Before injecting a vaccine into millions of people, scientists need to conduct tests to prove that it actually protects against a specific pathogen and doesn't have serious side effects. Under normal circumstances, a vaccine can take a decade to get FDA approval. Coronavirus research is racing along, thanks largely to the Coalition for Epidemic Preparedness Innovations (CEPI), a Norway-based organization founded in 2017 to help labs like Moderna plan for "prototype" pathogens. Yet although scientists are desperate to save lives, cutting corners could have treacherous consequences. (Extremely ill patients can get unproven treatments under "compassionate use" exceptions, but vaccines are administered to people before they get sick.) A vaccine for swine flu in 1976 gave hundreds of people a rare nerve disorder, and a vaccine for H1N1 bird flu in 2009 caused some Europeans to develop narcolepsy.
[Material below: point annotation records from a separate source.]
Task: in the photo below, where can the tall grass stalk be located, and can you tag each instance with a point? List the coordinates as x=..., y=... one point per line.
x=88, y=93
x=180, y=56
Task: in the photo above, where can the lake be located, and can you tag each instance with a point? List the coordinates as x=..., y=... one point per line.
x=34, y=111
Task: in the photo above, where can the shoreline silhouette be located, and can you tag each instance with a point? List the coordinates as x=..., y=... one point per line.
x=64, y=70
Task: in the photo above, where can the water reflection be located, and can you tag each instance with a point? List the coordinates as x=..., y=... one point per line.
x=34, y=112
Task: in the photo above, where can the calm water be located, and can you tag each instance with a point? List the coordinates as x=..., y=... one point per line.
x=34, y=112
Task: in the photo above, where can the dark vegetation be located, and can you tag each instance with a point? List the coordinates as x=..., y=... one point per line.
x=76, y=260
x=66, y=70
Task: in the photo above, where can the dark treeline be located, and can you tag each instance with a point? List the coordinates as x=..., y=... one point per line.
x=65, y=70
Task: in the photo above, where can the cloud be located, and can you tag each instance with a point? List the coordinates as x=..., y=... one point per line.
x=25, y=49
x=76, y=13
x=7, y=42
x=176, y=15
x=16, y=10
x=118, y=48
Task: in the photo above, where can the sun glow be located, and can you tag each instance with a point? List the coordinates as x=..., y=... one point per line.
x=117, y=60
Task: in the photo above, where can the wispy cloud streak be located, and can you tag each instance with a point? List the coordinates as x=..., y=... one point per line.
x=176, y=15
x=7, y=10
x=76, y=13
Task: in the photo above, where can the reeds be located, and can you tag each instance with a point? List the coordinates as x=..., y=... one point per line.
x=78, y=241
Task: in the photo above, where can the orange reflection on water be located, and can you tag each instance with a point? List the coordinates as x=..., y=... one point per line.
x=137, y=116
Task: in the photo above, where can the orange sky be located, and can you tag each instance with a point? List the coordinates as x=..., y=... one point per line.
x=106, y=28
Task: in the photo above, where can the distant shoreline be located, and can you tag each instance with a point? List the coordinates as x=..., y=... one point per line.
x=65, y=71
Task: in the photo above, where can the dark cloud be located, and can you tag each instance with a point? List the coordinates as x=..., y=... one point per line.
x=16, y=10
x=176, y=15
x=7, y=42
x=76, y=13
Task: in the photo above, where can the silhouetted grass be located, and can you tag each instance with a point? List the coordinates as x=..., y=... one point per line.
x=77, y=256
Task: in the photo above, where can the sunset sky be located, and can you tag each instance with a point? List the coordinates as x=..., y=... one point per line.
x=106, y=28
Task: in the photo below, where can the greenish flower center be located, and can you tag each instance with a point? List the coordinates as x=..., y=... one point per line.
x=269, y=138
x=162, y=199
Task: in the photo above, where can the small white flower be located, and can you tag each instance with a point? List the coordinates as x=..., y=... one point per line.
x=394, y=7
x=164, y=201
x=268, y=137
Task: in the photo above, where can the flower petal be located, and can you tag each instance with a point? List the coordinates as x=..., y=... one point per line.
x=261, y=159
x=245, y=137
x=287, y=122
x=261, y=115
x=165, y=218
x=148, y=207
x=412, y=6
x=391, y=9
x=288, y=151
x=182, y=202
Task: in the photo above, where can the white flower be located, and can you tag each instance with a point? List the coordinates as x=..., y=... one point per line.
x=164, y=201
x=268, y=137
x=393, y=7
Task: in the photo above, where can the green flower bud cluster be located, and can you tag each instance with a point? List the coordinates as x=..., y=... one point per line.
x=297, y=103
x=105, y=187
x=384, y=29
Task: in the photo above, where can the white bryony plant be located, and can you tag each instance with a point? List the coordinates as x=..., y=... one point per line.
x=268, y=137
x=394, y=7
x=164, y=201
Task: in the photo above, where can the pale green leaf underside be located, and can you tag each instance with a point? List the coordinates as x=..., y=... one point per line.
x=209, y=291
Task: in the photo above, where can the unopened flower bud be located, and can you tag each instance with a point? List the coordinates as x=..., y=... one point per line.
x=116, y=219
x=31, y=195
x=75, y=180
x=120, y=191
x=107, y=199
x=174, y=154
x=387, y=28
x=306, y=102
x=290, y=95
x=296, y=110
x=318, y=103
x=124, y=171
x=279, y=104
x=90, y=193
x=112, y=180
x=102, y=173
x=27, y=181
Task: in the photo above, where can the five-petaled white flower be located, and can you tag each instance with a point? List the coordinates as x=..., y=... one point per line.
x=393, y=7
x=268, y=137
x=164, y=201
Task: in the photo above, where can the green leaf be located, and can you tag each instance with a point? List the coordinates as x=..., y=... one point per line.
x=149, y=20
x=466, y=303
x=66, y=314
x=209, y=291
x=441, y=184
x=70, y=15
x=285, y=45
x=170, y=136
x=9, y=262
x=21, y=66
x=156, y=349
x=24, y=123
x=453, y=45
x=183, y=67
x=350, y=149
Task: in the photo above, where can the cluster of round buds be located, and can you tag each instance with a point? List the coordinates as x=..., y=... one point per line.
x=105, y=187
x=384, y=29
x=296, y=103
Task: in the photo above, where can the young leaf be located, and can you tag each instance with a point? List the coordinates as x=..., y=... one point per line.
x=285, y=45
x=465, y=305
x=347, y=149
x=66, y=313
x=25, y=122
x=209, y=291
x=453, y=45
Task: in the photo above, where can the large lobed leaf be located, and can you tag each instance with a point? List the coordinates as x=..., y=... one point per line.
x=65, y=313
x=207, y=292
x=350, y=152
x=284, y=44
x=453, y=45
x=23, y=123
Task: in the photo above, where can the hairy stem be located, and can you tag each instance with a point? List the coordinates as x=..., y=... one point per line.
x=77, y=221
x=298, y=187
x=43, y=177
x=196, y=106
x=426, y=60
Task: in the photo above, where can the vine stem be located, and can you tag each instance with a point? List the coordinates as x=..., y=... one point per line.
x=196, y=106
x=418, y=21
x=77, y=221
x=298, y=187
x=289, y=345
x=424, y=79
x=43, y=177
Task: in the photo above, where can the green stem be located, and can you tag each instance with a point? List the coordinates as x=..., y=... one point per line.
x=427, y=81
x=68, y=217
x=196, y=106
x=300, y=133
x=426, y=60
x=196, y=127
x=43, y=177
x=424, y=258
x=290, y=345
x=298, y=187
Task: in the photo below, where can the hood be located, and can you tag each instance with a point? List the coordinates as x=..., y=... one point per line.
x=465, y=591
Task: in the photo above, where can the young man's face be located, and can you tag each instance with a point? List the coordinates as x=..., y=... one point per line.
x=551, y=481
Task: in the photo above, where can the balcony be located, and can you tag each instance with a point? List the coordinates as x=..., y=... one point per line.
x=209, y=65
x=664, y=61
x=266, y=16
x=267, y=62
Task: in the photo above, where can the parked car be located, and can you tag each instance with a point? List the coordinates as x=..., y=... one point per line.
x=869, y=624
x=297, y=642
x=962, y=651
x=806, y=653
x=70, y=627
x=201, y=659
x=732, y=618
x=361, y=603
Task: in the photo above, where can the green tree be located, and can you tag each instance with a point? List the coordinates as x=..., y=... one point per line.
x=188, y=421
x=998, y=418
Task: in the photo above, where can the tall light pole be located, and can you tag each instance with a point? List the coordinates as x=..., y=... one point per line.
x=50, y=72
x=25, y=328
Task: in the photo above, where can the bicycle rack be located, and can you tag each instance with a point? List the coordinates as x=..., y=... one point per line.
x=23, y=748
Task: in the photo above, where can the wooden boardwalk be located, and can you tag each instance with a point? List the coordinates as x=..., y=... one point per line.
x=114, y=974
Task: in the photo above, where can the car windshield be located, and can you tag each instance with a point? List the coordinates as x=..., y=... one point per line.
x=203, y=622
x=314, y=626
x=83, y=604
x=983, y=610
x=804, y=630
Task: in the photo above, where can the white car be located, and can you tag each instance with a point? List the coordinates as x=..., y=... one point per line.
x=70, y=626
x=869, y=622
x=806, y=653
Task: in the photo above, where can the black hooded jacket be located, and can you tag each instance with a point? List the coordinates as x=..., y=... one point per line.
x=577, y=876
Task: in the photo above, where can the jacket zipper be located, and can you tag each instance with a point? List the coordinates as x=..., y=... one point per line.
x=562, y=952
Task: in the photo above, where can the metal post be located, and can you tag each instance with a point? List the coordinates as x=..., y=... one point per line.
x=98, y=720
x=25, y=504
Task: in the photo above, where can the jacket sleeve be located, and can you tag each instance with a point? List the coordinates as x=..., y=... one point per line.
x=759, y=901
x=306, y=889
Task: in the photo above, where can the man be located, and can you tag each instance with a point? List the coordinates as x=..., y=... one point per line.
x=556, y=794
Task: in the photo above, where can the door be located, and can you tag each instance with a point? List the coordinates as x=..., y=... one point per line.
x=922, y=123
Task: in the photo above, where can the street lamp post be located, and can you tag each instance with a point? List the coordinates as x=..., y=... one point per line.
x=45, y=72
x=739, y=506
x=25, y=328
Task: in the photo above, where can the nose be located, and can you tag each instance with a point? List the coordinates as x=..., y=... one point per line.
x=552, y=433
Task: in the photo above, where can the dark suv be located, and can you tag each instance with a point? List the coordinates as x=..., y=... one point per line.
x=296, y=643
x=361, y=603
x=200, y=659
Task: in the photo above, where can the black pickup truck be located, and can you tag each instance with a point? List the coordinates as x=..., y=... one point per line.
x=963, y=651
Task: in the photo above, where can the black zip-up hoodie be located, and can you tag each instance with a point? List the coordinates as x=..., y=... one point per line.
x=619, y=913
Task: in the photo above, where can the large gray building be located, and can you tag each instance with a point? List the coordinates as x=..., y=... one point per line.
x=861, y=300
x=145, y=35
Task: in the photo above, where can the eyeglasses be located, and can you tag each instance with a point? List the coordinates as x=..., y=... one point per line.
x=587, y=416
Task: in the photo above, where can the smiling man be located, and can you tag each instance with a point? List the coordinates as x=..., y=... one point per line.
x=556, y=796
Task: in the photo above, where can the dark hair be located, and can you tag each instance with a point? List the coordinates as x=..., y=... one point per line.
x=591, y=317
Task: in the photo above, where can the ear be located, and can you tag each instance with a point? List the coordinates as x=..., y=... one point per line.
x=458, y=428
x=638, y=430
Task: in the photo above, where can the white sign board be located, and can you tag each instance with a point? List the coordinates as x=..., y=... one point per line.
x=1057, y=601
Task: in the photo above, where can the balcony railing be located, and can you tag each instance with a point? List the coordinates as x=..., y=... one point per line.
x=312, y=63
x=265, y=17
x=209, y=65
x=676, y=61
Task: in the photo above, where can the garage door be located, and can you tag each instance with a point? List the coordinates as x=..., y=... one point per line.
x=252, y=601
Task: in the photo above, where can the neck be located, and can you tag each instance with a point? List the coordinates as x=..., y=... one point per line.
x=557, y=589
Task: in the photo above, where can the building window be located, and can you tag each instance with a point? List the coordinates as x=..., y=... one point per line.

Some failed vaccines have made recipients more vulnerable to the disease. A candidate vaccine for SARS was abandoned after it made mice more likely to die.
How is a vaccine created?
There are no existing vaccines for coronaviruses, but new technology is accelerating the process; three hours after China published the COVID-19 genome, Inovio Pharmaceuticals in San Diego used a computer algorithm to produce a vaccine blueprint. Preventive vaccines use dead or weakened pathogens to prime the immune system to fight diseases — in the case of COVID-19, by teaching it to recognize the coronavirus protein's "spikes" that latch onto cells. That recognition cues white blood cells to produce antibodies that can fight a real infection. Moderna is pursuing an original approach: injecting messenger RNA (mRNA) molecules that encode instructions for building coronavirus-like proteins, so they can be recognized as foreign threats.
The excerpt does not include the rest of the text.